Ellerbach commented 1 year ago

OK, so what I read from your answer, then we're not the only one in this situation. I do understand the challenge of having something working for everyone and in your description, I understand that the current system works for those having 1 repo and in most casers, it's not the case. So happy to help working on a solution that will work for everyone. For the repositories, there are ways to tag them automatically for example than crawling them, find a specific file, things like this that would make it working for everyone. In our case about 80+ are related to the .NET foundation. So if you're interested in brainstorming how to solve this for everyone in an inclusive way, let me know.

sbwalker commented 1 year ago

You are correct that other projects have multiple repos - in fact, even my own Oqtane project has numerous repos on GitHub where are not currently tracked by the service.

And I believe I already described the solution in my earlier post in this thread...

The current automated service is already capable of collecting the required metrics on a daily basis for each repo - so this would not require any changes whatsoever.

The dashboard application would need to be enhanced with the concept of a higher level "organization" where multiple repos could be associated to it. Then the query which collates the data for the dashboard would need to group the data by organization. This would be the easy part.

Then there would need to be outreach to all 100+ .NET Foundation project to identify all applicable repos which should be tracked. This will be time consuming as maintainers are busy and do not always respond immediately. In addition the information would need to be cross referenced with the legal contribution agreements to validate the repos were indeed contributed. If the repos were not contributed then there may need to be additional agreements put in place. This will be a time consuming process as the .NET Foundation has no full time resources - only volunteers.

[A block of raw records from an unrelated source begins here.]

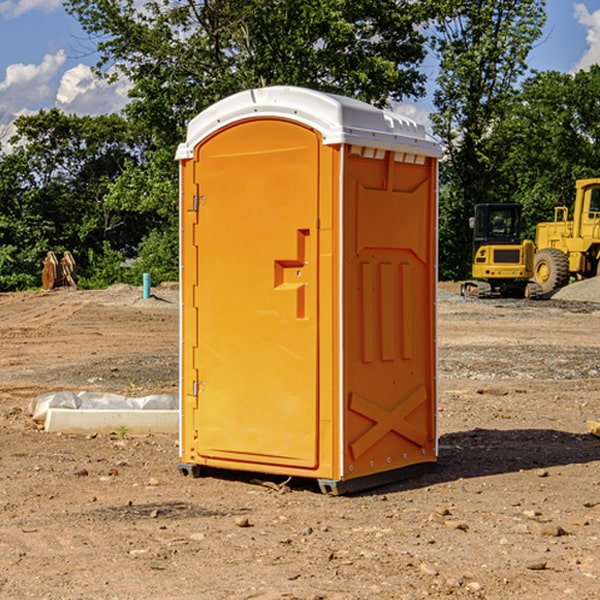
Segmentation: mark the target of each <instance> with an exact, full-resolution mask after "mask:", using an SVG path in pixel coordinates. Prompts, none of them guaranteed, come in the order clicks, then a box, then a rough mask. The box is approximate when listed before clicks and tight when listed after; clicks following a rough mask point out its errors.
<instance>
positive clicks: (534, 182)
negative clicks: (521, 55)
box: [494, 65, 600, 239]
mask: <svg viewBox="0 0 600 600" xmlns="http://www.w3.org/2000/svg"><path fill="white" fill-rule="evenodd" d="M599 96H600V66H599V65H593V66H592V67H591V68H590V69H589V71H578V72H577V73H576V74H574V75H572V74H568V73H558V72H556V71H549V72H543V73H537V74H535V75H534V76H532V77H530V78H529V79H527V80H526V81H525V82H524V83H523V86H522V90H521V92H520V94H519V95H518V98H517V100H518V101H517V102H515V103H514V106H513V108H512V110H511V112H510V114H508V115H507V116H506V118H505V119H504V120H503V122H502V123H501V124H500V125H499V126H498V127H497V128H496V131H495V136H494V144H495V146H496V148H495V151H496V152H498V153H500V152H502V154H503V161H502V163H501V165H500V166H499V168H498V172H499V173H498V175H499V178H500V179H501V181H502V182H503V186H502V188H501V189H500V192H501V194H502V195H503V196H505V197H508V198H511V199H512V200H513V201H515V202H520V203H521V204H522V205H523V206H524V214H525V216H526V218H527V222H528V223H529V227H528V231H527V236H528V237H530V238H532V239H533V238H534V236H535V224H536V223H538V222H541V221H548V220H552V219H553V209H554V207H555V206H567V207H571V206H572V203H573V200H574V197H575V181H576V180H577V179H585V178H589V177H598V176H599V175H600V174H599V172H598V165H600V105H598V101H597V99H598V97H599Z"/></svg>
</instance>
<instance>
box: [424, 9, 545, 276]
mask: <svg viewBox="0 0 600 600" xmlns="http://www.w3.org/2000/svg"><path fill="white" fill-rule="evenodd" d="M544 8H545V0H494V1H492V0H477V1H473V0H440V2H439V9H440V14H441V18H439V19H438V20H437V22H436V27H435V29H436V35H435V37H434V40H433V45H434V49H435V52H436V53H437V56H438V57H439V60H440V74H439V76H438V78H437V89H436V91H435V93H434V104H435V107H436V112H435V114H434V115H433V116H432V120H433V123H434V131H435V133H436V134H437V135H438V136H439V137H440V138H441V140H442V142H443V144H444V146H445V150H446V157H447V160H446V162H445V164H444V165H442V170H441V176H442V184H443V185H442V194H441V197H440V273H441V276H442V277H446V278H464V277H466V276H467V275H468V273H469V264H470V260H471V256H470V251H471V234H470V231H469V229H468V217H469V216H471V215H472V210H473V205H474V204H476V203H478V202H491V201H498V200H500V199H504V198H501V197H500V195H499V193H498V191H499V188H498V186H497V183H498V182H497V179H498V177H497V174H498V169H499V165H500V164H501V163H502V160H503V155H502V153H501V152H495V150H498V149H499V145H498V144H494V143H493V138H494V135H495V129H496V128H497V127H498V125H499V124H500V123H502V121H503V119H505V118H506V117H507V115H508V114H509V113H510V110H511V108H512V106H513V103H514V96H515V91H516V89H517V84H518V82H519V80H520V78H521V77H522V76H523V75H524V74H525V73H526V71H527V62H526V60H527V56H528V54H529V52H530V50H531V47H532V44H533V43H534V42H535V40H537V39H538V38H539V37H540V35H541V33H542V27H543V24H544V21H545V10H544Z"/></svg>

I expect it will be especially time consuming to sort through the Microsoft owned projects in the .NET Foundation.

It is only after the outreach is completed that the new dashboard could be put into production - however this will result in some very strange results for a period of time as the criteria for collecting data will have changed drastically. It will result in massive spikes as it compares the older data set to the newer dataset. This will make the results fairly useless when you try to do trend analysis for a longer period of time. I am not sure how to solve this problem - it is a classic big data problem related to changing the way data is collected mid-stream.

Once the new system is in production it would increase the processing time for collecting the daily metrics by 3-4X. This is fine and I can appeal to the .NET Foundation for cost relief for the extra Azure consumption.

The benefit to the approach above is that the metrics are still collected directly from GitHub daily - so the service has minimal dependencies, and the metrics require no additional validation.

The question is if this enhancement to the service is high enough priority in comparison to the other volunteer responsibilities of the Project Committee at this time. I understand that you are saying the community can help with the enhancements - but ultimately that is only the technical enhancements, not the outreach or production rollout which is where the bulk of the work resides. I will raise this question at our next monthly Project Committee meeting.

Ellerbach commented 1 year ago

Great. Thanks a lot for the detailed elements. Happy to contribute here. And I do now understand much better the production challenge and the verification challenge.

One additional question to understand what can be automated automatically: is there an automatic way to check if a specific repo is affiliated to the foundation? If yes, then except for the production part, seems that all the rest can be automated. Which is a good news. Work in perspective, that's clear but that then can be done in an automated way.

So looking forward to the answer of your next committee!